Dopo la morte di suor Leonella è ancora più chiaro che rischiate la vita. Perché volete tornare in Somalia?

Suor Maria Bernarda: Ma noi abbiamo già donato la nostra vita. Lo abbiamo fatto quando abbiamo deciso di essere missionarie, abbiamo dato la nostra vita a Dio e al popolo fra cui ci troviamo e che amiamo. Questa è la nostra testimonianza. Gli altri missionari, per testimoniare Cristo, hanno la vita e la parola. Noi non abbiamo la parola, solo la vita. È solo quello che facciamo, la nostra capacità o meno di amare le persone che incontriamo a diventare la nostra testimonianza.
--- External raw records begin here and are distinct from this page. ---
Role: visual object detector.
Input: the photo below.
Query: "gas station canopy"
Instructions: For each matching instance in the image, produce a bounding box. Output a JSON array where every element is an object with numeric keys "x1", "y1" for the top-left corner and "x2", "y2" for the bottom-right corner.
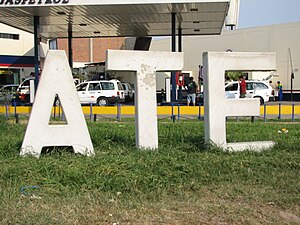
[{"x1": 0, "y1": 0, "x2": 230, "y2": 38}]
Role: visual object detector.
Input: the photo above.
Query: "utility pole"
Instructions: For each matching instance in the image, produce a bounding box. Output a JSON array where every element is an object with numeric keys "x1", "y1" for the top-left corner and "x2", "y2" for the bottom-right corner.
[{"x1": 289, "y1": 48, "x2": 295, "y2": 102}]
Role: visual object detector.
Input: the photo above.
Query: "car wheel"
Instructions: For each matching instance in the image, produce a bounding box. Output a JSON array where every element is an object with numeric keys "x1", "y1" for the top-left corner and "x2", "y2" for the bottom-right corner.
[{"x1": 97, "y1": 97, "x2": 108, "y2": 106}]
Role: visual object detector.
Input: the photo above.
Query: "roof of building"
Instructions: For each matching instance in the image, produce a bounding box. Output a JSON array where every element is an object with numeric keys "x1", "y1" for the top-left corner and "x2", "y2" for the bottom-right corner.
[{"x1": 0, "y1": 0, "x2": 230, "y2": 38}]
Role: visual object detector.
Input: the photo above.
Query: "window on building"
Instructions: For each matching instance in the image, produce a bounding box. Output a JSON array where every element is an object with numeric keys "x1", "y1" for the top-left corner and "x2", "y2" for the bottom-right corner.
[{"x1": 0, "y1": 33, "x2": 20, "y2": 40}]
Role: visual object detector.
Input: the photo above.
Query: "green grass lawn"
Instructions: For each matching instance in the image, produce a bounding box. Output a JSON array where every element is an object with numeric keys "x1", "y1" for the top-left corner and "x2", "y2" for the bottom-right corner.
[{"x1": 0, "y1": 117, "x2": 300, "y2": 224}]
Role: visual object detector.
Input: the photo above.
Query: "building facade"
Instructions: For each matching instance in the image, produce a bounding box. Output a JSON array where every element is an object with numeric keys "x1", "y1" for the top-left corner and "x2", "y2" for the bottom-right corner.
[
  {"x1": 0, "y1": 23, "x2": 34, "y2": 85},
  {"x1": 57, "y1": 37, "x2": 125, "y2": 68},
  {"x1": 150, "y1": 22, "x2": 300, "y2": 92}
]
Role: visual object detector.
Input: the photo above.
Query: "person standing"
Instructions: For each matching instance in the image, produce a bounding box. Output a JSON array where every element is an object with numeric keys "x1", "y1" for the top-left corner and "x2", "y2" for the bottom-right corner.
[
  {"x1": 276, "y1": 81, "x2": 283, "y2": 101},
  {"x1": 185, "y1": 77, "x2": 197, "y2": 106},
  {"x1": 269, "y1": 80, "x2": 275, "y2": 101},
  {"x1": 239, "y1": 76, "x2": 246, "y2": 98}
]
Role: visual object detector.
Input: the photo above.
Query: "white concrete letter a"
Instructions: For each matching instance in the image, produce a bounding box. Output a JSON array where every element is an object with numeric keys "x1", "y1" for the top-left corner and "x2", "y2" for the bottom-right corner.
[{"x1": 20, "y1": 50, "x2": 94, "y2": 157}]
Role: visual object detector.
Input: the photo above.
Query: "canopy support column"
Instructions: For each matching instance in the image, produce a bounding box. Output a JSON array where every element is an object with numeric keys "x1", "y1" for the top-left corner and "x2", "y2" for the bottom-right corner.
[
  {"x1": 68, "y1": 24, "x2": 73, "y2": 68},
  {"x1": 171, "y1": 13, "x2": 176, "y2": 102},
  {"x1": 178, "y1": 27, "x2": 182, "y2": 52}
]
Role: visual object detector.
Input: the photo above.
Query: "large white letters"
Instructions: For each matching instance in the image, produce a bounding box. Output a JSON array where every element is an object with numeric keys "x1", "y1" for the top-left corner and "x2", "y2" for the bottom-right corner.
[
  {"x1": 203, "y1": 52, "x2": 276, "y2": 151},
  {"x1": 20, "y1": 50, "x2": 94, "y2": 157},
  {"x1": 106, "y1": 50, "x2": 183, "y2": 149}
]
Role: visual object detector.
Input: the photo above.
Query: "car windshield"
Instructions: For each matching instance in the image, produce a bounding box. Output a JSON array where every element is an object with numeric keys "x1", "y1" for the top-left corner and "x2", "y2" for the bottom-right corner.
[
  {"x1": 101, "y1": 82, "x2": 115, "y2": 90},
  {"x1": 254, "y1": 83, "x2": 268, "y2": 90},
  {"x1": 225, "y1": 83, "x2": 238, "y2": 91},
  {"x1": 76, "y1": 83, "x2": 87, "y2": 91}
]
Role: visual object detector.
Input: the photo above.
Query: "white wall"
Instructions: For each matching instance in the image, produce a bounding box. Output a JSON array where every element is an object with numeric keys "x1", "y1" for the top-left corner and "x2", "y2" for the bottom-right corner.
[{"x1": 0, "y1": 23, "x2": 34, "y2": 56}]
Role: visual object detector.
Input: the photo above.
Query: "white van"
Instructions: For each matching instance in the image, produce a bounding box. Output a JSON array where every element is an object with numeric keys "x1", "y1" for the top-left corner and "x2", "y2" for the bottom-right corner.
[
  {"x1": 122, "y1": 83, "x2": 134, "y2": 101},
  {"x1": 76, "y1": 80, "x2": 125, "y2": 106},
  {"x1": 225, "y1": 80, "x2": 273, "y2": 105}
]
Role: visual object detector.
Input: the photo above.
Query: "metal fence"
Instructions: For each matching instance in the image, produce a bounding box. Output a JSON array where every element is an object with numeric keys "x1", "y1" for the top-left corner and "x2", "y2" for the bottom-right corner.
[{"x1": 0, "y1": 102, "x2": 300, "y2": 122}]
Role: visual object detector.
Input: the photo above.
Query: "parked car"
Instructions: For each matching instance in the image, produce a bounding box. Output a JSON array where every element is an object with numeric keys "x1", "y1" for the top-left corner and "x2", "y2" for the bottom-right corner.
[
  {"x1": 225, "y1": 80, "x2": 273, "y2": 105},
  {"x1": 76, "y1": 80, "x2": 125, "y2": 106},
  {"x1": 0, "y1": 84, "x2": 19, "y2": 103},
  {"x1": 16, "y1": 77, "x2": 34, "y2": 104},
  {"x1": 122, "y1": 83, "x2": 134, "y2": 101}
]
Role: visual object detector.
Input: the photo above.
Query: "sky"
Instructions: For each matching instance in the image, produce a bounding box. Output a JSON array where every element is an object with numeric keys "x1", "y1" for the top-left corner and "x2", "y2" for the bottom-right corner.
[{"x1": 238, "y1": 0, "x2": 300, "y2": 28}]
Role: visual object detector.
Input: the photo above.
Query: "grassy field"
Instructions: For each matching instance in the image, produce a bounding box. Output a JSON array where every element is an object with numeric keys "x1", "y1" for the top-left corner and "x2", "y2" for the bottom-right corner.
[{"x1": 0, "y1": 117, "x2": 300, "y2": 224}]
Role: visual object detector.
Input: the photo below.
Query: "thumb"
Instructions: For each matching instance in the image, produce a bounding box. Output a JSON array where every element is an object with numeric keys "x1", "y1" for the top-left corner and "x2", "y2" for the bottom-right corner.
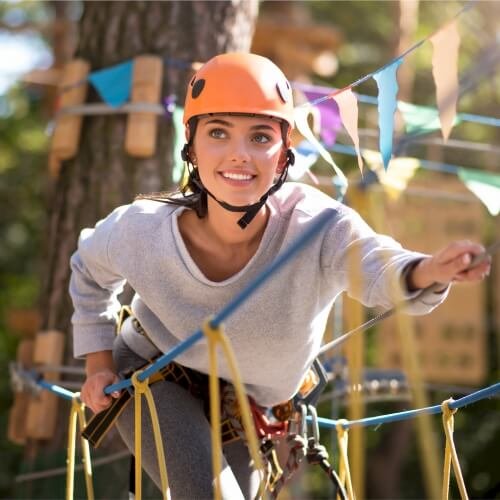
[
  {"x1": 445, "y1": 253, "x2": 472, "y2": 275},
  {"x1": 110, "y1": 374, "x2": 122, "y2": 398}
]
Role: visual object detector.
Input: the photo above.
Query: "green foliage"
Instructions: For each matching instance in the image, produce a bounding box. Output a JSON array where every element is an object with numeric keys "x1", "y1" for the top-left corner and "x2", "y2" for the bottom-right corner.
[{"x1": 0, "y1": 81, "x2": 47, "y2": 498}]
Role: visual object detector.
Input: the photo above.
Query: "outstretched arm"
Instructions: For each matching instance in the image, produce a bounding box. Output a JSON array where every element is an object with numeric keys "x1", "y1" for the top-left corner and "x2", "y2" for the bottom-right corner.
[{"x1": 407, "y1": 241, "x2": 491, "y2": 291}]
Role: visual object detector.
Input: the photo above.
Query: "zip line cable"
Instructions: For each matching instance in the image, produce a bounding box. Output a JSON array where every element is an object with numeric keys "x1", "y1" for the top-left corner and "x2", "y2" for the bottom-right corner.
[
  {"x1": 308, "y1": 382, "x2": 500, "y2": 429},
  {"x1": 319, "y1": 240, "x2": 500, "y2": 355}
]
In Somalia sono stati uccisi laici e religiosi: da monsignor Colombo, alla dottoressa della "Caritas" Graziella Fumagalli, all'ultima laica cristiana ancora presente nel 2003, Annalena Tonelli. Non avete paura?

Suor Marzia: Non siamo incoscienti. La senti, la vivi, la paura. Ma la vinci se hai motivazioni più forti. Fino a poco tempo fa vivevamo in un prefabbricato. Una volta, nel '91, hanno cominciato a bombardare alle due del mattino fino alle cinque. Ci siamo accovacciate nel corridoio, vicine le une alle altre. Un proiettile ha attraversato tutte le stanze, perforando cinque pareti. A un tratto è entrata una bomba, abbiamo sentito una forte esplosione in una delle stanze. C'era un armadio molto pesante contro il quale la bomba ha esaurito la sua spinta, altrimenti saremmo morte tutte. Ma nemmeno allora ci è venuta voglia di lasciare la Somalia.
Suor Maria Bernarda: Quella notte abbiamo ricevuto l'eucarestia. «Se dobbiamo morire almeno moriamo dopo aver ricevuto il Signore», ci siamo dette. Ma in quel momento, anche se la morte era vicina, c'era una parte di me che sussurrava: «C'è ancora speranza di tanta vita, ancora da vivere».